No decorrer desta permanência por Guileje, as colunas a Gadamael-Porto eram realizadas correntemente. Para além da estrada ser bastante perigosa, que obrigava à sua picagem na ida, e que amiúde era atravessada por traiçoeiras abatises, havia que fazer o carregamento das viaturas, na base de materiais em geral pesados e colocados à custa de um esforçado trabalho braçal, e de modo a que o regresso se fizesse com a maior rapidez possível. Não cabiam espaços para tempos perdidos.

Quanto à protecção na volta da coluna, 1 ou 2 grupos de combate saíam apeados do aquartelamento, a fim de montarem emboscadas nas imediações do cruzamento de Guileje até à passagem da coluna.

Um encontro fatal, o nosso baptismo de fogo


No fatídico dia 28 [de Março de 1968], coube ao meu grupo ir manter protecção a uma dessas colunas. Ao princípio da tarde, após uma manhã no corte de algumas palmeiras, deslocámo-nos até ao cruzamento, onde após dispor os meus homens emboscados ao longo do traçado da curva, vim a tomar lugar junto à secção da bazuca.

Ainda que não fosse audível o ruído dos motores, alguns dos homens que formavam o U aberto da curva, foram alertados pelo bulício de gente a andar, o que os fez pressupor que seriam alguns militares que vinham em missão de avanço relativamente à coluna.
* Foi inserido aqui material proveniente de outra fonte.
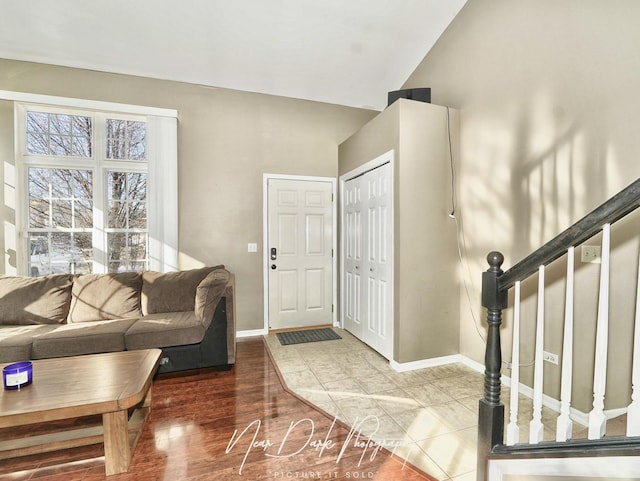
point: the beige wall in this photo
(425, 256)
(226, 140)
(548, 92)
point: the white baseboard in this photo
(251, 333)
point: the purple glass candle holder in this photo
(17, 375)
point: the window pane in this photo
(126, 139)
(60, 252)
(58, 134)
(60, 198)
(38, 144)
(127, 252)
(127, 194)
(37, 122)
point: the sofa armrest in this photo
(230, 297)
(218, 286)
(208, 293)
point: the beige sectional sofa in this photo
(190, 315)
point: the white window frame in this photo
(162, 187)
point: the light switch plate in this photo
(591, 254)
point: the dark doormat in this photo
(307, 335)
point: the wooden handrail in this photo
(621, 204)
(495, 287)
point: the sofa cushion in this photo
(15, 341)
(82, 338)
(98, 297)
(208, 294)
(34, 300)
(165, 329)
(171, 291)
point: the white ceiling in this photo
(347, 52)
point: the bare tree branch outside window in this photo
(61, 200)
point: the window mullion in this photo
(100, 203)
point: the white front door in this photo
(300, 253)
(367, 277)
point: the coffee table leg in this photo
(117, 451)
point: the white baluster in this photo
(564, 425)
(513, 431)
(597, 419)
(536, 428)
(633, 412)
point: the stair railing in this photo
(495, 288)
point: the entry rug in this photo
(307, 335)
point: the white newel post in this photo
(564, 425)
(513, 431)
(536, 428)
(633, 411)
(597, 419)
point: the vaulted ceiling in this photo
(346, 52)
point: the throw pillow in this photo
(99, 297)
(171, 291)
(34, 300)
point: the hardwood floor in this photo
(235, 425)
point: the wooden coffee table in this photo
(110, 384)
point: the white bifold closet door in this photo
(368, 250)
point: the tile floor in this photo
(430, 414)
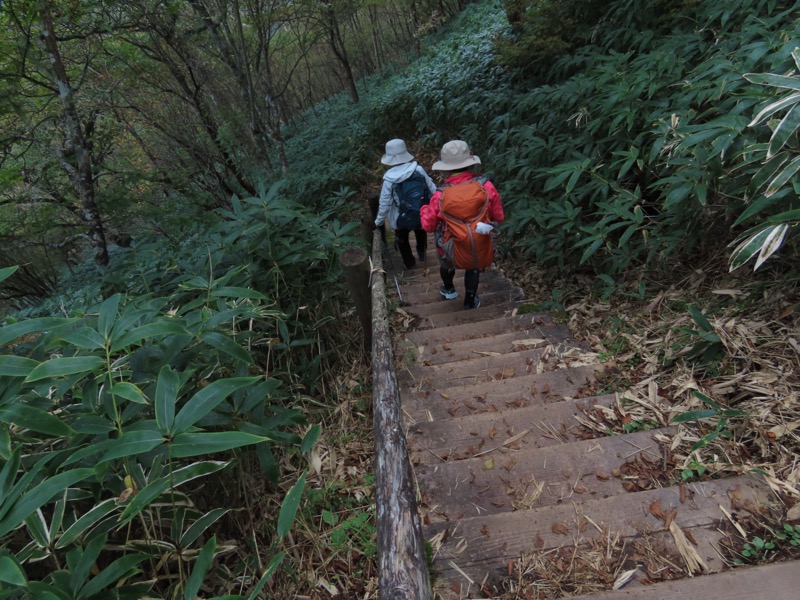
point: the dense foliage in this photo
(117, 414)
(636, 138)
(638, 146)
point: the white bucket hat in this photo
(455, 155)
(396, 153)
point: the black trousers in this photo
(472, 278)
(401, 235)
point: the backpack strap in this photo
(481, 180)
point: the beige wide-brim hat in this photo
(396, 153)
(455, 155)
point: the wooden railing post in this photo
(402, 568)
(355, 264)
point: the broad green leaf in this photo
(166, 398)
(268, 572)
(784, 130)
(783, 177)
(196, 444)
(9, 473)
(310, 438)
(706, 400)
(80, 563)
(200, 569)
(779, 81)
(57, 518)
(9, 333)
(11, 572)
(38, 529)
(93, 424)
(60, 367)
(35, 419)
(108, 314)
(208, 398)
(155, 488)
(227, 346)
(197, 528)
(771, 243)
(150, 330)
(132, 443)
(86, 338)
(789, 216)
(290, 505)
(590, 250)
(774, 107)
(694, 415)
(237, 292)
(5, 444)
(700, 319)
(86, 522)
(16, 366)
(121, 568)
(40, 495)
(128, 391)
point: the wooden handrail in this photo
(402, 568)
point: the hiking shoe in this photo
(474, 303)
(449, 294)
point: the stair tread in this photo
(494, 396)
(547, 425)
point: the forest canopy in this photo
(177, 180)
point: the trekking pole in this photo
(394, 275)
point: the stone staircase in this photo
(514, 492)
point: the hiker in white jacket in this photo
(403, 168)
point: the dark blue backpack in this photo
(410, 195)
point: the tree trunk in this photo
(402, 570)
(75, 155)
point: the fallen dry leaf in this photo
(560, 528)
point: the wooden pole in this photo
(402, 568)
(355, 264)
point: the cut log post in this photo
(402, 568)
(355, 264)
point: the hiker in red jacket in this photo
(463, 214)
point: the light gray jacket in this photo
(387, 207)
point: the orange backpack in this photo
(463, 206)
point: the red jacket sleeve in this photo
(429, 215)
(496, 214)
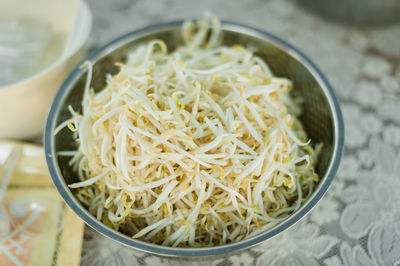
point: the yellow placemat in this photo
(41, 229)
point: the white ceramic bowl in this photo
(24, 104)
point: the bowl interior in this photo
(317, 117)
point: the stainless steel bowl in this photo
(321, 118)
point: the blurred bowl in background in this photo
(357, 12)
(25, 101)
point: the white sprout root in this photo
(196, 147)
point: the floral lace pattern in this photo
(358, 221)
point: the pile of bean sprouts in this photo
(191, 148)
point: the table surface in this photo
(358, 221)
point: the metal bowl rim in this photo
(206, 251)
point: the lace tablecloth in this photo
(358, 221)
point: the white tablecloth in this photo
(358, 221)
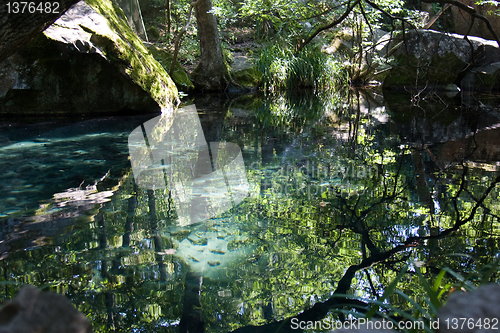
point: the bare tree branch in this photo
(472, 12)
(328, 26)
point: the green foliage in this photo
(284, 69)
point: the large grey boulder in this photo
(32, 311)
(89, 61)
(433, 60)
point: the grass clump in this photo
(282, 69)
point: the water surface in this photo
(342, 193)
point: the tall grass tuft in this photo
(284, 69)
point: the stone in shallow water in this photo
(33, 311)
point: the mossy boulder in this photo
(180, 77)
(89, 61)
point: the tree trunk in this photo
(17, 28)
(211, 73)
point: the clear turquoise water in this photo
(330, 184)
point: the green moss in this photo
(153, 32)
(126, 48)
(248, 78)
(179, 75)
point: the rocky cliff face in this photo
(89, 61)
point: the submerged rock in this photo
(32, 311)
(89, 61)
(429, 59)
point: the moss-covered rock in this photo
(179, 75)
(89, 61)
(433, 60)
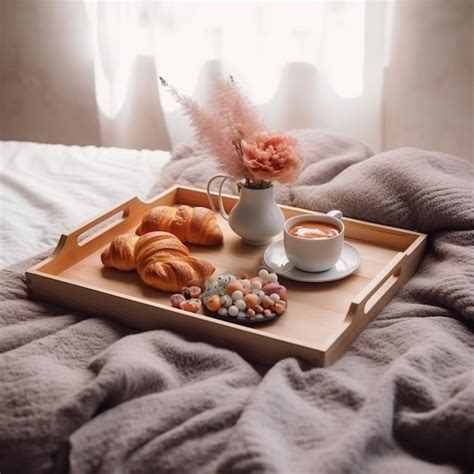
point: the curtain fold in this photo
(304, 65)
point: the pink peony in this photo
(272, 158)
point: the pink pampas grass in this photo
(231, 131)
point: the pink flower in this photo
(273, 158)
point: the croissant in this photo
(164, 262)
(120, 253)
(194, 225)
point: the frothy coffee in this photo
(313, 230)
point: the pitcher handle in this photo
(209, 197)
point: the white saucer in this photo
(275, 258)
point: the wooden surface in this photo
(322, 318)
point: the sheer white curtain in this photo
(309, 64)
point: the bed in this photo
(48, 189)
(83, 394)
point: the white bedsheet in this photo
(46, 190)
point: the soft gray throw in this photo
(86, 394)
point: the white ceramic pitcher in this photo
(256, 218)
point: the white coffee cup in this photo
(314, 255)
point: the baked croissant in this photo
(194, 225)
(164, 262)
(120, 253)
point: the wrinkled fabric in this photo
(88, 395)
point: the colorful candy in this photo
(260, 297)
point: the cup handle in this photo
(209, 197)
(336, 214)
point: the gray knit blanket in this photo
(83, 394)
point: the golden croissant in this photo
(120, 253)
(194, 225)
(164, 262)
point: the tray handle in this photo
(128, 208)
(377, 292)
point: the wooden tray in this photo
(322, 318)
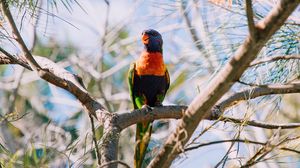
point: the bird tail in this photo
(142, 139)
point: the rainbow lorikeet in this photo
(149, 81)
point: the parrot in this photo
(148, 80)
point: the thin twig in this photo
(95, 140)
(275, 58)
(260, 124)
(114, 162)
(8, 17)
(251, 24)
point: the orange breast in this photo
(150, 64)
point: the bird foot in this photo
(147, 107)
(158, 104)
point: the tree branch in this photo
(201, 105)
(8, 17)
(236, 140)
(250, 19)
(276, 58)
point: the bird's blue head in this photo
(152, 40)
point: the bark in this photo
(200, 106)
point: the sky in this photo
(82, 26)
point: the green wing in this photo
(131, 76)
(138, 101)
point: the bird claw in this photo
(158, 104)
(147, 107)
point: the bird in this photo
(148, 81)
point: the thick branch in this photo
(222, 82)
(259, 91)
(124, 120)
(64, 79)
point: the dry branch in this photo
(222, 82)
(275, 58)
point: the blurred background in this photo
(45, 126)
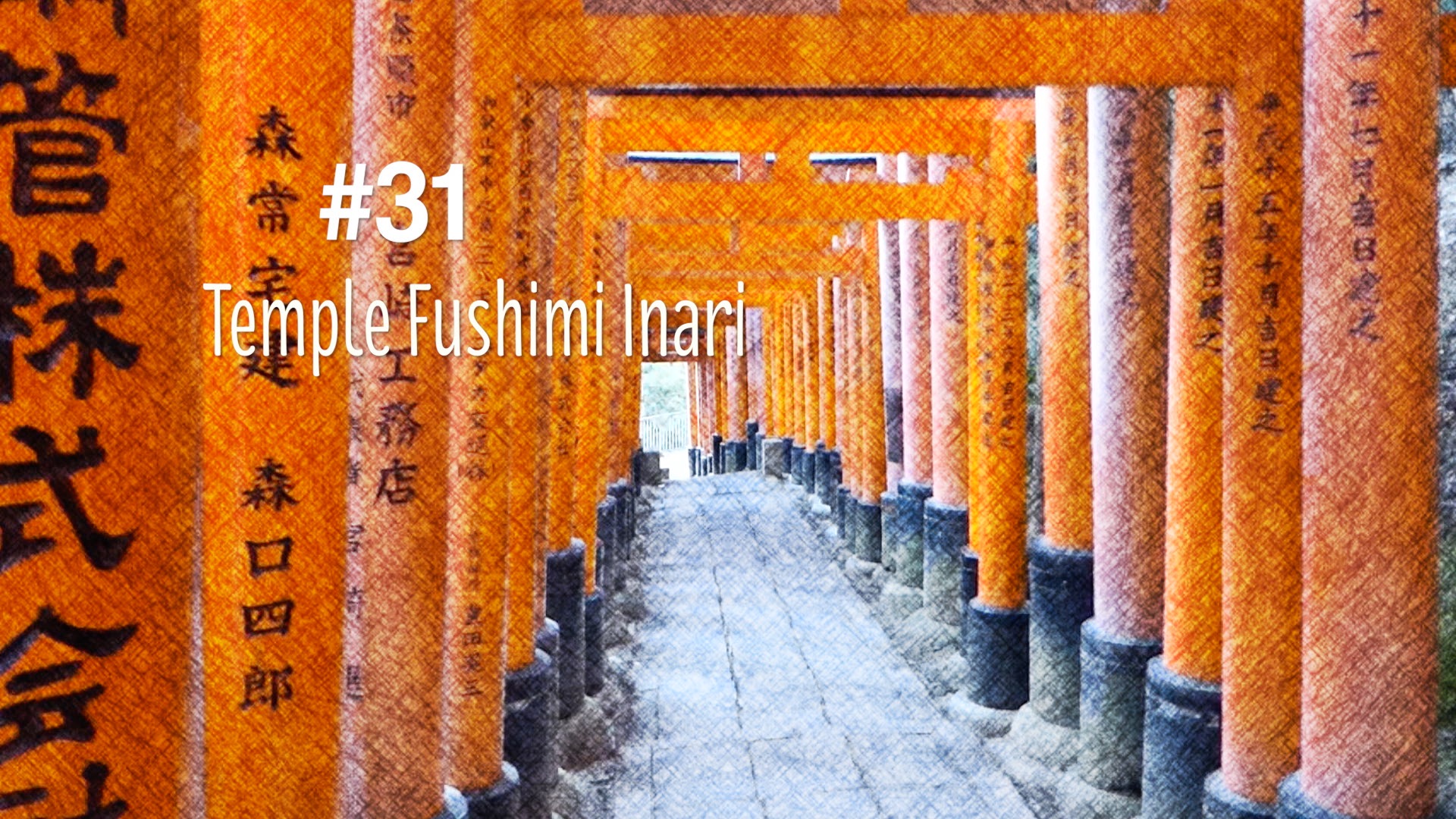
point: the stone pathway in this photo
(764, 689)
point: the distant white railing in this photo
(666, 431)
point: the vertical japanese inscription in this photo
(275, 444)
(95, 455)
(397, 497)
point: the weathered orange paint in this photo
(915, 335)
(394, 642)
(948, 390)
(1193, 580)
(996, 346)
(1066, 401)
(1261, 420)
(1369, 516)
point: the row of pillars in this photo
(1234, 594)
(239, 588)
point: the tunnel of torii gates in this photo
(1234, 594)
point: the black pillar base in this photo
(622, 545)
(946, 531)
(1060, 602)
(867, 531)
(823, 475)
(606, 538)
(1222, 803)
(842, 512)
(995, 646)
(1181, 732)
(892, 531)
(530, 733)
(1114, 684)
(548, 639)
(593, 673)
(565, 579)
(501, 800)
(910, 563)
(1294, 803)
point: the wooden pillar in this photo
(1261, 420)
(479, 435)
(1369, 653)
(1060, 561)
(915, 335)
(1128, 191)
(889, 243)
(1183, 727)
(117, 557)
(946, 513)
(530, 686)
(398, 504)
(995, 621)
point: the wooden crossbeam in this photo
(1172, 49)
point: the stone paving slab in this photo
(766, 689)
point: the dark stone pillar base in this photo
(1181, 732)
(867, 531)
(1222, 803)
(755, 461)
(946, 531)
(823, 475)
(548, 639)
(1114, 684)
(842, 513)
(892, 531)
(500, 800)
(565, 579)
(530, 733)
(606, 542)
(995, 646)
(910, 563)
(1060, 602)
(593, 675)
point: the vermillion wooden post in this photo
(541, 155)
(273, 497)
(1369, 535)
(398, 504)
(737, 401)
(530, 682)
(1181, 726)
(873, 414)
(592, 510)
(98, 215)
(800, 388)
(889, 242)
(993, 626)
(843, 398)
(824, 453)
(1060, 561)
(479, 435)
(1128, 191)
(565, 545)
(915, 366)
(946, 513)
(1261, 420)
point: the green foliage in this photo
(664, 388)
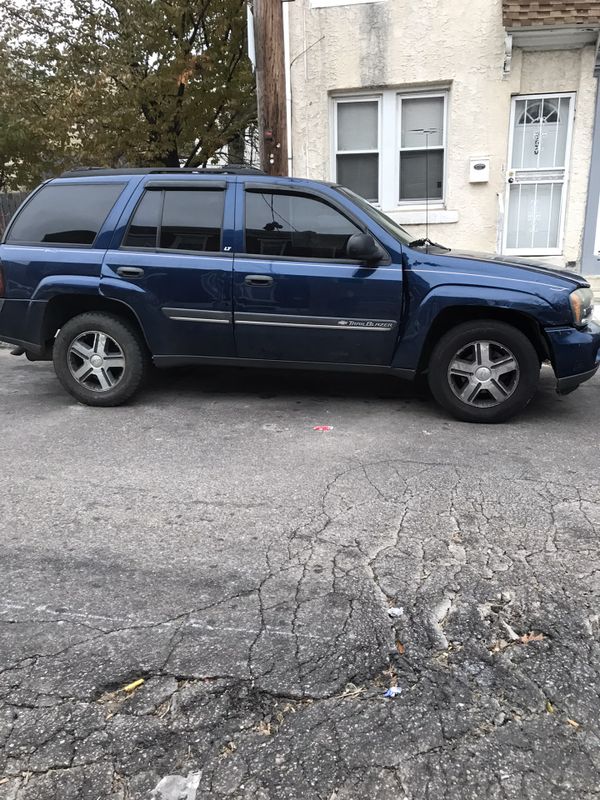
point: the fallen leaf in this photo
(531, 637)
(131, 687)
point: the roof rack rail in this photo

A visão da estrada era plena. Contudo, começou-se a notar que havia alguém a entrar na mata, mas eram homens de tez não negra que apareciam à cabeça da fila. Já estes se encontravam a uma distância de pouco mais de uma dezena de metros dos homens em posição mais avançada, postados ao vértice da curva e onde se encontrava a secção da metralhadora, quando a visão de alguns autóctones e a diferenciação cromática da vestimenta, veio a comprovar que se estava ante um grupo inimigo. Numa aproximação frontal, só quase a secção da metralhadora é testemunha deste facto.

De uma forma brutal, desencadeia-se um fogo muito intenso, que durará um interminável período, não mais de 10 minutos, mas que se finda de forma repentina. O tiroteio como que seca abruptamente, dando a parecer, que num ápice todas as munições se tinham esgotado.

Passada uma curta fracção de tempo, noto as figuras de alguns soldados a recuarem de forma aflitiva e desordenada, a denotarem fortes reacções de embaraço, agitando-se convulsivamente. E, num relance, um número infindo de vespas (abelhas bravias) iam-se espalhando, zunindo ao nosso encontro, ferrando impiedosamente alguns de nós.

O IN tinha debandado, dado que se confrontou com uma improvisada situação que não esperava de todo, de os lugares onde desejavam posicionar-se, já estarem ocupados. A utilização destes insectos, transportados em cunhetes de granadas de rockets, causava em qualquer contingente, um franco risco de uma integral debilidade bélica, pelo que para eventuais fugas, era uma arma de arremesso de enorme impacto. É que em geral determinava ao desconserto, pois que malevolamente rompia todos os comportamentos que um combatente em frente de guerra deverá sempre demonstrar, como: presença, personalidade, compenetração, frieza, segurança, audácia, solidariedade, etc.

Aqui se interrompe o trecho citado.